For those of you who might not be on Pheobe’s Facebook page to see what all goes on with her, I figured I’d let you know about the little discovery I made this week when getting back to my steelies from the Miata wheels. This may be a lesson to pay better attention if you’re trying to save a buck by buying or trading used tires, as I asked for a full set of 185/60/14 sized tires for barter of the same size snow tire.
Here are some reference points for those who don’t know the technical points of tire size:
See this chunky, Miata-wheel mounted rubber?
Well these tires are apparently 195/60-14’s and not the 185/60-14’s I’ve been running for years– the latter already adding a chunky look against the factory 175/65-14 look.
Look like gibberish code? Here’s how to decipher it, albeit backward:
-14 is just the wheel (metal bit) diameter in inches.
-60 is a percentage of the width of the tire (what we look at next). This is usually called “aspect ratio.” A common reference you hear today might be “low profile tires,” which are when there’s a massive wheel and very little rubber seen from the side of the car. Well that is a small aspect ratio. If you look at the photo below, the sidewall (basically from the ground to the bottom of the rim– the tire thickness) is 60% of how wide that tire is. Both tires below are a 60% ratio, but the front tires are wider than the rear by 10mm.
-195 means the tires are 195mm wide where they meet the road. The difference between the right and left tires below is 10mm.

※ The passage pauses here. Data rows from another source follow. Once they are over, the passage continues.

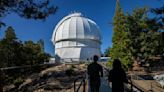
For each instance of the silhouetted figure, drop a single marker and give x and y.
(95, 71)
(117, 76)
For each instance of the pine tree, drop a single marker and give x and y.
(119, 49)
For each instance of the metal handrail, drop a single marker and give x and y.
(81, 82)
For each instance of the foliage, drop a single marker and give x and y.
(30, 9)
(15, 53)
(18, 81)
(107, 51)
(70, 71)
(136, 37)
(120, 38)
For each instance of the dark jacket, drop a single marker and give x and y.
(118, 77)
(94, 71)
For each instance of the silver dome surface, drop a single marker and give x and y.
(76, 38)
(75, 26)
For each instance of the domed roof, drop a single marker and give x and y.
(75, 26)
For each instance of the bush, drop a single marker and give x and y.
(70, 71)
(18, 81)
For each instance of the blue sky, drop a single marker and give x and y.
(100, 11)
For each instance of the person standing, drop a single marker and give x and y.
(95, 71)
(117, 76)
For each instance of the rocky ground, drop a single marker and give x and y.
(55, 79)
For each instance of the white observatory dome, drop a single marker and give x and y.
(76, 39)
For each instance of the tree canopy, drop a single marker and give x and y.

Go look at a ruler and laugh at 10mm all you want, but when you compare a 195 to a 185 (albeit the Miata wheels are 6″ wide while the steel wheels are 5.5″) you see it’s not such a bad change on an Echo.
And what of that wheel width making a difference in tire stance? Well, the side-walls are going to be more flush with the lip, of course. As it turns out, the Miata wheels were 195/60’s on two wheels, and the other pair were 185/60’s.
Looking at the back here, you’re looking at a 185/60-14 on a steel wheel versus Miata wheel. Still a difference with identical tire sizes. Also note my new red Eibach springs perched in back.
I know she doesn’t sit super low on the steelies, but this is still a considerable drop of around 2″.